Crocodile Deaths May Lead to Healthier River

Crocodile-die-offs,Olifants and Letaba Rivers


Last year saw one of the biggest unexplained wildlife disasters to ever hit the Kruger National Park (KNP). Mass crocodile die-offs in the Olifants and Letaba rivers left staff, scientists and other experts searching for answers.

Rangers and scientists in the Kruger National Park (KNP) have detected a cluster of crocodile mortalities mainly in the eastern parts of the Olifants and Letaba Rivers. More than 160 crocodile carcasses were found, but it is believed many more crocodile died and the carcasses simply washed away or were eaten. Post mortems on several recently dead crocodiles reveal that the deaths were caused by a condition called pansteatitis. This condition is caused by the depletion of antioxidants in the bodies of these animals.

This depletion results in the hardening of the crocodile's fat reserves into a rubber-like mass, which is unavailable for normal metabolism. It is also extremely painful and the animal loses mobility. The crocodiles then either die of starvation or drown.

A similar incident in Loskop Dam, in the Olifants River near Bronkhorstspruit, during 2007 was linked to a mass die-off of fish caused by sewage pollution that was followed by a blue-green algae bloom. The crocodiles feasted on the masses of dead fish, including the rotten fish with rancid fat.
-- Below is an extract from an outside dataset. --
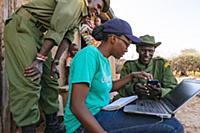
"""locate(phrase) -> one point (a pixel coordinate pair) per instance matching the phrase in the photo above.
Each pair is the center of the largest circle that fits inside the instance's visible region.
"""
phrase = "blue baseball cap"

The cause of the Kruger die-offs remains a mystery. Pansteatitis is usually linked to mass fish die-offs, where the crocodiles are then exposed to rancid fish oils, which their bodies cannot break down. These rancid fish oils cause the oxidation seen in the crocodile's own fat. However, no mass die-off of fish have been observed in the Olifants River or the gorge itself and despite extensive investigations by SANParks, the department of water affairs, and numerous other independent research institutions no obvious causes or triggers to the outbreak could be found.

What became apparent to all who took part in the investigation was the terrible state of the Olifants River and the need to do something about this. Conserving and protecting Kruger's river systems is proving to be one of the biggest challenges facing park managers, because unlike Kruger's animals which can be fenced in, Kruger's river systems aren't restricted by the Park's boundaries or even international borders. Whatever happens both up and down stream of the park, impacts on Kruger.

Agricultural and industrial pollution, extensive irrigation and other impacts of human overuse and interference upstream and the recent completion of the Massingir Dam downstream have all contributed to making the Olifants Rivers one of the least healthy river systems in the whole of South Africa.

At a scientific workshop experts agreed on the need for a holistic focus on the river system and adopted an umbrella project that will encompass many smaller studies looking at every aspect of the river system. From micro-invertebrates, to fish eating birds, sedimentation studies to human usage studies, "operation CROC" intends to build the bigger picture of what is really happening in the Olifants River. Since the first carcass was found, experts have tested water, sediment, crocodile and fish blood and tissue samples.

In Kruger, to date, no direct fish die-off can be linked to this event. The scientific management and veterinary staff in Kruger will be monitoring these two river systems, as well as Kruger's other river systems, to monitor the extent of the problem and to attempt to identify the suspected environmental cause.